I wrote a post last week following an online debacle not of my making, but which drew me in anyway and pretty much blew up my adoption world. Although I don't shy away from confrontation, the kind of confrontation I like focuses on issues, not personalities and factions, but that approach to trying to extricate myself from this situation didn't serve me well. By the time it had ended, I had lost two acquaintances I don't regret losing and a friend I do. It is, unfortunately, what it is.

Although I got some kind comments immediately after publishing the post, I also got an immediate message from an adoptee I respect tremendously voicing sadness at what I had written, seeing in it a a judgment of adoptees who do choose to live immersed in adoption. That concern deserves my response.

First, to be clear, here's what I didn't say in the post:

  • That adoptees should not build a community for themselves.
  • That adoptees should not work to reform adoption's ills.
What I did say is a little more complex, and I will do my best to clarify.

Adoption can do good, but it can also harm. Adoptees, their mothers and their families have been harmed the most by adoption corruption and injustice. Adopters and adoption facilitators have, by and large, either watched in silence or taken action so slowly that the injustices have continued for far too long.
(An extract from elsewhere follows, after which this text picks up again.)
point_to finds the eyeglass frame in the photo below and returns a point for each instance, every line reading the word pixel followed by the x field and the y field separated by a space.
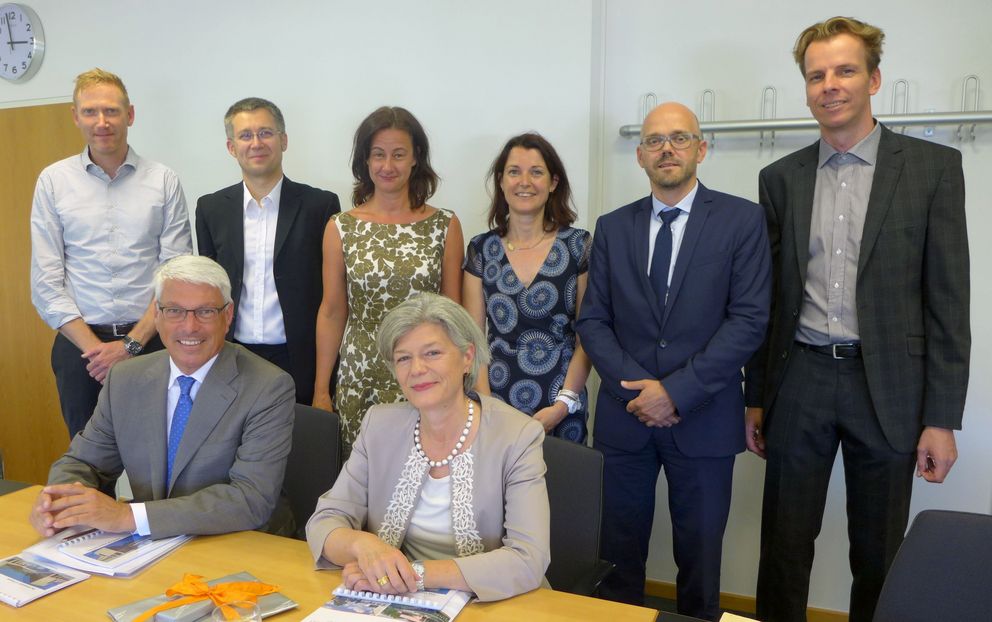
pixel 216 313
pixel 246 136
pixel 670 139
In my opinion, the ones causing the injustices should be working hard to correct them, and that would be me, not my kids. Adoptees should be allowed to build the identities they choose, without demand that they join the fight, and without denial of their voices as leaders in the community. The choice is theirs.

My post simply expresses my happiness that my kids have chosen to live as they do. It is not a judgment of any adoptee who chooses adoption as their life's focus and work or adoptees as their community.